A couple points about randomly generating PCA arcs.

First read in my data from the real thing.

library(dplyr)
## 
## Attaching package: 'dplyr'
## 
## The following object is masked from 'package:stats':
## 
##     filter
## 
## The following objects are masked from 'package:base':
## 
##     intersect, setdiff, setequal, union
library(tidyr)
library(ggplot2)

#populates `collective`
load(url("http://benschmidt.org/arcInputs.RData"))

First, my Principal Components plot showing arcs.

masterPCAArcs = prcomp(collective)

a = collective %*% masterPCAArcs$rotation[,c(1,2)] %>% as.data.frame %>% mutate(doc=1:nrow(collective))

ggplot(as.data.frame(a)) + geom_text(aes(x=PC1,y=PC2,label=doc))

plot of chunk unnamed-chunk-2

What does a comparable random sample look like? The same length and standard deviation. It also gets arcs.

averageChangesInTheSet = mean(apply(collective,2,sd))

randomData = function () {
  random = rnorm(nrow(collective)*ncol(collective),mean = 0,sd=averageChangesInTheSet)
  random = matrix(random,ncol=ncol(collective),nrow=nrow(collective))

  #And then use cumsum so it's a walk, not just random data.

  random = apply(random,2,cumsum)
  randomPCAArcs = prcomp(random)

  a = random %*% randomPCAArcs$rotation %>% as.data.frame %>% mutate(doc=1:nrow(collective))
  list(data = random,PCA=randomPCAArcs,plottable=a)
}

random = randomData()


ggplot(as.data.frame(random$plottable)) + geom_text(aes(x=PC1,y=PC2,label=doc))

plot of chunk unnamed-chunk-3

Out-of-sample data looks random-walk-y

randomFrame = function(n) {
  data = randomData()$data
  a = data %*% random$PCA$rotation %>% as.data.frame %>% mutate(doc=1:nrow(collective)) %>% as.data.frame
  a$sample = n
  return(a)
}
random = lapply(1:9,randomFrame) %>% rbind_all
ggplot(random,aes(x=PC1,y=PC2,label=doc)) + geom_text() + geom_path() + facet_wrap(~sample)

plot of chunk unnamed-chunk-4

Scree Plots.

This is the important one for me. Anything will turn up arcs, and this method is effectively a way of searching for them. But scree plots let us see whether those arcs are actually capturing most of the variance in the data.

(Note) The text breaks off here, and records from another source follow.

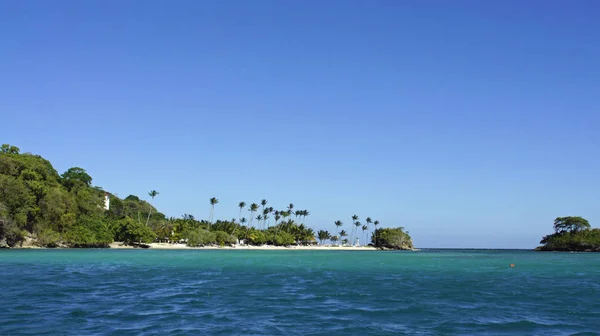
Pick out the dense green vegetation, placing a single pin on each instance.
(392, 238)
(40, 206)
(571, 234)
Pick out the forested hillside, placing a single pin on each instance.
(51, 208)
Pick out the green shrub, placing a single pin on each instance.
(89, 232)
(48, 238)
(223, 238)
(200, 237)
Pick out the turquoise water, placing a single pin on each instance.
(224, 292)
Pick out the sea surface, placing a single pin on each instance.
(237, 292)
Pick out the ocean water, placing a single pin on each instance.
(224, 292)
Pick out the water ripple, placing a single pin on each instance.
(104, 292)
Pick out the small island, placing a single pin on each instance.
(571, 234)
(41, 208)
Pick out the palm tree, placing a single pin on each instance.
(242, 205)
(342, 235)
(263, 202)
(338, 224)
(304, 214)
(323, 235)
(253, 208)
(369, 221)
(285, 214)
(376, 222)
(357, 224)
(265, 216)
(152, 193)
(243, 221)
(354, 219)
(213, 201)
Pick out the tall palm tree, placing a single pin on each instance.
(354, 220)
(258, 219)
(338, 225)
(263, 202)
(152, 193)
(376, 222)
(290, 209)
(213, 202)
(323, 235)
(357, 225)
(369, 221)
(265, 216)
(285, 214)
(253, 209)
(242, 221)
(342, 235)
(304, 214)
(242, 205)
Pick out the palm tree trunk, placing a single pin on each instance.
(148, 219)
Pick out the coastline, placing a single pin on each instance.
(167, 246)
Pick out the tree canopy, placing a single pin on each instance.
(571, 234)
(40, 206)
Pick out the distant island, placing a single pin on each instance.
(39, 207)
(571, 234)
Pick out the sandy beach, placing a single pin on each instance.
(166, 246)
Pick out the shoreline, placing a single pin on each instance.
(167, 246)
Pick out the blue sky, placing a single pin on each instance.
(471, 123)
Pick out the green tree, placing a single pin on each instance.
(338, 225)
(75, 175)
(152, 194)
(354, 220)
(392, 238)
(571, 224)
(253, 209)
(8, 149)
(213, 202)
(323, 235)
(376, 222)
(242, 205)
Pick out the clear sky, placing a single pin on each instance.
(471, 123)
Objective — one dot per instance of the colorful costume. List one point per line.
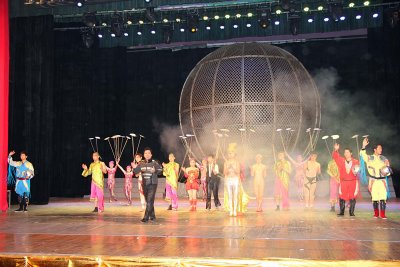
(212, 180)
(377, 183)
(24, 172)
(128, 186)
(333, 172)
(171, 183)
(96, 193)
(348, 187)
(282, 171)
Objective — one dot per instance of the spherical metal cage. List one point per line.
(249, 90)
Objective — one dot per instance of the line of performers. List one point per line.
(344, 170)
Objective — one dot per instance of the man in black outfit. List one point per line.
(212, 179)
(150, 170)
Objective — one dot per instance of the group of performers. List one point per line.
(346, 174)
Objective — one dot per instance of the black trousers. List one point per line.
(149, 191)
(212, 189)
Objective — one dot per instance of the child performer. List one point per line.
(333, 172)
(259, 172)
(192, 185)
(128, 182)
(137, 159)
(171, 172)
(111, 170)
(97, 169)
(282, 170)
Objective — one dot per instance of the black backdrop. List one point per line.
(62, 93)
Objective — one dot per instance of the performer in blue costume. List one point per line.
(24, 173)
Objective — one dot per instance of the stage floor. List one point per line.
(67, 232)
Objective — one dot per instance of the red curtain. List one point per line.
(4, 61)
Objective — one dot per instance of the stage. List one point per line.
(67, 233)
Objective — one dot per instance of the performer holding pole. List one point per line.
(97, 169)
(192, 183)
(212, 180)
(378, 167)
(24, 174)
(150, 170)
(137, 159)
(282, 169)
(171, 172)
(349, 185)
(111, 170)
(259, 172)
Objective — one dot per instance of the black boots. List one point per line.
(342, 206)
(352, 206)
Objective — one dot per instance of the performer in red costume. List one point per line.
(349, 184)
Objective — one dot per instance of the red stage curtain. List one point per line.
(4, 61)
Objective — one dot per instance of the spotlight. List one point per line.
(167, 33)
(150, 14)
(89, 19)
(193, 22)
(336, 10)
(88, 38)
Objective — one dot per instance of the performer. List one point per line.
(203, 178)
(192, 183)
(212, 181)
(378, 184)
(171, 173)
(111, 170)
(97, 169)
(334, 175)
(24, 173)
(150, 170)
(282, 169)
(232, 170)
(128, 182)
(259, 172)
(137, 159)
(349, 186)
(312, 169)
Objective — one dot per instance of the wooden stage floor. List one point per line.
(67, 233)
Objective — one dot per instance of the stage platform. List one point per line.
(67, 233)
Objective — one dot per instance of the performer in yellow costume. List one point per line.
(377, 185)
(97, 169)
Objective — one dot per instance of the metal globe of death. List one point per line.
(257, 95)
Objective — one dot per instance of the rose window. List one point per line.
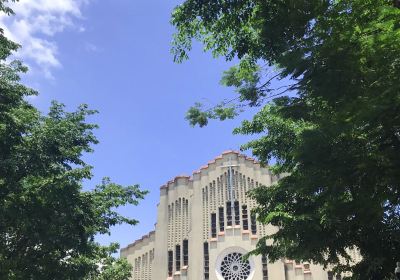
(234, 267)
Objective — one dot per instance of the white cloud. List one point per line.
(34, 25)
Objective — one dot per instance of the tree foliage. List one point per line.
(47, 221)
(329, 116)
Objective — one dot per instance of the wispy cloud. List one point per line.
(35, 24)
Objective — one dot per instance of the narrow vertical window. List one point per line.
(253, 224)
(237, 213)
(185, 252)
(264, 262)
(245, 218)
(213, 225)
(170, 263)
(177, 257)
(228, 214)
(221, 219)
(206, 261)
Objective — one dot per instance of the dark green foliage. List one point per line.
(333, 126)
(47, 222)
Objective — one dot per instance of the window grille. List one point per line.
(170, 263)
(221, 219)
(264, 262)
(253, 224)
(206, 262)
(228, 214)
(245, 218)
(177, 257)
(185, 252)
(237, 213)
(213, 225)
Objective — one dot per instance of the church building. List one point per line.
(205, 225)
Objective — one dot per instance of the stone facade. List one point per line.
(205, 225)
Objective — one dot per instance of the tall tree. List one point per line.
(47, 222)
(329, 117)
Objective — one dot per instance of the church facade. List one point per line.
(205, 225)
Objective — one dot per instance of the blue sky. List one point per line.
(115, 56)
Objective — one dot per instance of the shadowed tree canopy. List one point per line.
(47, 221)
(326, 77)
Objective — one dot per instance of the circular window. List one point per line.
(234, 267)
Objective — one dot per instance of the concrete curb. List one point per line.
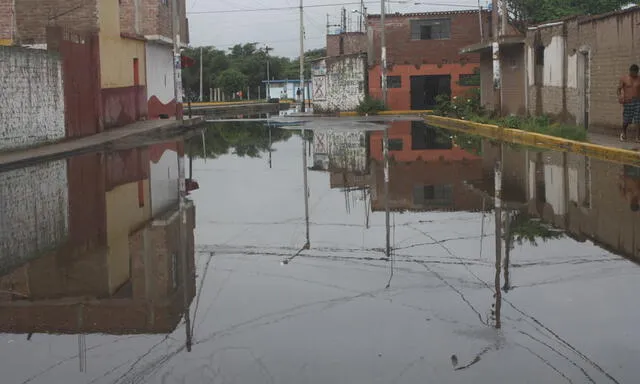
(389, 113)
(55, 151)
(515, 136)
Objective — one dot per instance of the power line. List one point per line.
(317, 6)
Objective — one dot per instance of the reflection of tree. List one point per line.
(524, 228)
(249, 139)
(470, 143)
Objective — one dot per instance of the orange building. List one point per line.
(423, 56)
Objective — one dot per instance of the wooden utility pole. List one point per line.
(497, 79)
(383, 53)
(177, 58)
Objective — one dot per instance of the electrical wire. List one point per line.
(288, 8)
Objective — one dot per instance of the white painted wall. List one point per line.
(291, 88)
(554, 188)
(31, 98)
(164, 182)
(531, 68)
(340, 150)
(160, 72)
(34, 207)
(572, 71)
(343, 83)
(553, 61)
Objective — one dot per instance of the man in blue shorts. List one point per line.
(629, 97)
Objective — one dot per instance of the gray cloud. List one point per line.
(280, 29)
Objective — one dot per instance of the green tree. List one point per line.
(528, 12)
(231, 80)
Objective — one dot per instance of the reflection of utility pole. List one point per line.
(507, 252)
(177, 59)
(498, 219)
(306, 187)
(267, 49)
(301, 59)
(386, 190)
(497, 82)
(270, 163)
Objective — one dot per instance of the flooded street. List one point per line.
(106, 279)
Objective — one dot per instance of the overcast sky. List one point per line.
(280, 28)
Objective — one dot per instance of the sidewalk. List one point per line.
(612, 141)
(14, 159)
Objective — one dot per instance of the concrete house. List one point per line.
(564, 68)
(119, 61)
(423, 56)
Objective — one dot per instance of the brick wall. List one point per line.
(34, 204)
(405, 177)
(7, 21)
(33, 16)
(339, 84)
(400, 98)
(401, 49)
(80, 55)
(611, 47)
(32, 99)
(352, 43)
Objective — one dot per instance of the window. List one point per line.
(439, 195)
(431, 29)
(539, 65)
(394, 145)
(393, 81)
(469, 80)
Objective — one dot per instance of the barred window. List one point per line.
(431, 29)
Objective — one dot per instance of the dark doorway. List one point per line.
(424, 90)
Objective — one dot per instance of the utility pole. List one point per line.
(201, 75)
(385, 147)
(268, 87)
(304, 151)
(177, 58)
(301, 56)
(383, 53)
(480, 21)
(497, 81)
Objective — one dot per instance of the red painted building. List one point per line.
(423, 56)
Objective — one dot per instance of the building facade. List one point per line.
(564, 68)
(129, 50)
(339, 83)
(423, 56)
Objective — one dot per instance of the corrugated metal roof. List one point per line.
(420, 14)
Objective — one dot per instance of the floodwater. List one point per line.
(102, 282)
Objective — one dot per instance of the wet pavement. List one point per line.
(96, 279)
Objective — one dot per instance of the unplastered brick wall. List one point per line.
(34, 203)
(32, 98)
(34, 16)
(403, 49)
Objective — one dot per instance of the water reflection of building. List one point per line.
(589, 198)
(344, 155)
(426, 171)
(117, 269)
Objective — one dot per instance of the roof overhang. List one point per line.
(163, 40)
(503, 41)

I run 1,000 random samples, and see how their scree plots compare to this one. The first component is more important than any of those thousand, and the third and fourth are less important than any of them.

Variance (like in a scree plot) is very heavily concentrated in the first direction in the actual data (red–about 80% of variation is on the first component, and almost none is on the last 4.)

I think there’s some question about whether the second dimension is random.

variance = function(p) {p$sdev^2 / sum(p$sdev^2)}
random = as.data.frame(t(replicate(1000,variance(randomData()$PCA)))) %>% tidyr::gather(component,variance,V1:V6,convert = T) %>% mutate(component = as.numeric(gsub("V","",component)))

ggplot(random,aes(x=component,y=variance,group=component)) + geom_boxplot() + geom_point(data=data.frame(variance = variance(masterPCAArcs),component=1:6),color="red",size=4) + labs(title="actual values (red) are well outside the range of randomly replicated screeplots (boxes)")

plot of chunk unnamed-chunk-5